Crítica de “45 años”

45 YEARS

45 AÑOS (“45 years”), de Andrew Haigh. 2015.

El único “pero” que tiene “45 años” es que su modestia haga creer al espectador que es una película menor, porque la realidad es que estamos ante una de las mejores películas de los últimos meses. Andrew Haigh, que ya fue aclamado años atrás con “Weekend” (2011), donde  retrataba 48 horas en la vida de una pareja homosexual interpretada por Tom Cullen y Chris New, regresa con la misma inteligencia adaptando un relato corto de David Constantine sobre la verdad (o la ausencia de ella) en las relaciones de pareja.
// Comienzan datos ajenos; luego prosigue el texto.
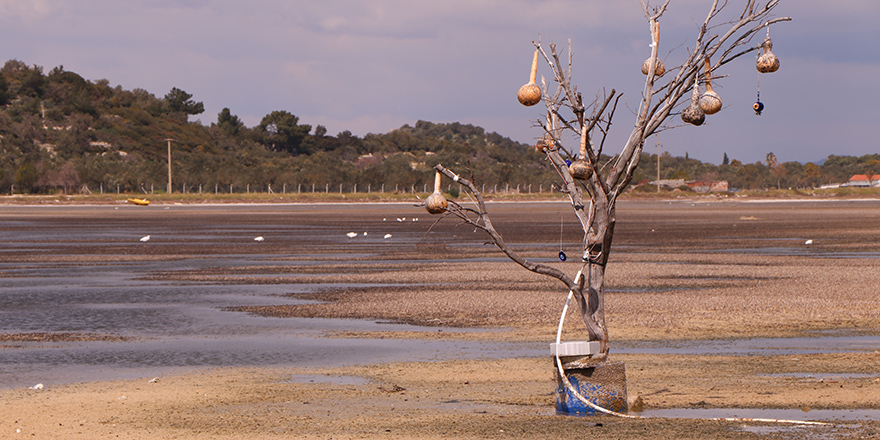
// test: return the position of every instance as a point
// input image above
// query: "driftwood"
(593, 198)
Podemos decir sin tapujos que Charlotte Rampling, espléndida a todos los niveles, tanto en el físico como en el interpretativo, es la esencia de “45 horas”, pero sería una injusticia no poner al mismo nivel a un sobresaliente Tom Courtenay, que también brilla con luz propia en el papel co-protagonista. La película es directa, y con una sencillez formal sin fisuras nos revela en poco metraje mucho acerca de todo lo que nos afecta e importa de la vida en pareja. Y de cómo un hecho fortuito sucedido muchos años atrás es capaz de moldear nuestras vidas de forma distinta. Éste es precisamente el leitmotiv de la historia: el descubrimiento, 50 años después, del cadáver congelado de Katya, una ex novia alemana de Geoff, con la que tenía unos planes de futuro que fueron truncados por tan fatal accidente. La película trata de cómo podemos cuestionar nuestra felicidad, saboreada día a día, por las dudas que nos asaltan al descubrir un pasaje (silenciado en su momento) de la vida de nuestra pareja. Y cómo este desasosiego puede transformar en negativas muchas de las experiencias disfrutadas.
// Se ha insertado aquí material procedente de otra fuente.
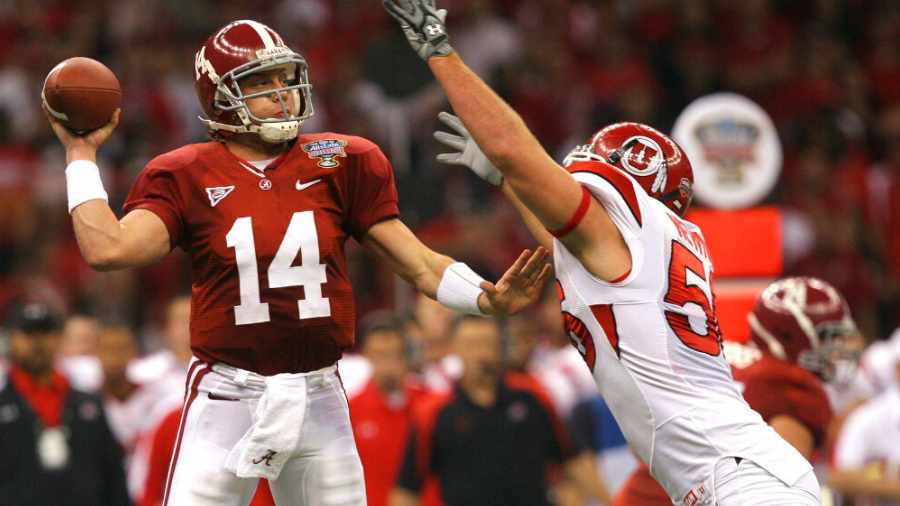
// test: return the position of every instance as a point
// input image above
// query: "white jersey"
(653, 344)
La acción de la película abarca una semana de lunes a sábado que culminará con la celebración del 45º aniversario de casados de la pareja. Las noticias que llegan de Suiza consiguen romper con su rutina diaria, y entonces descubrimos que el evocador sonido de las diapositivas en los créditos iniciales ya nos anticipaban el regreso de un recuerdo del pasado que amenazaría la estabilidad de la pareja. Del mismo modo, Haigh juega con este aspecto en la escena del desván, donde Kate descubrirá más hechos del pasado de su marido que la sumirán en una profunda desconfianza.

El film resulta tan real como la vida misma, y encantadoramente triste, como triste es el paso del tiempo y la pérdida de confianza en los seres queridos. Triste como la última escena del baile al son de “Smoke gets in your eyes”, de The Platters, la melodía que sonaba el día que se conoció la pareja, y que ahora tiene un irremediable sabor amargo.

En definitiva, “45 años” es una sólida historia con estilo propio en el que reconocemos muchas de la sensaciones dentro de la vida marital, y que debería optar a todos los premios posibles en ambas categorías de interpretación protagonista, tal y como consiguieron en el pasado Festival de Berlin.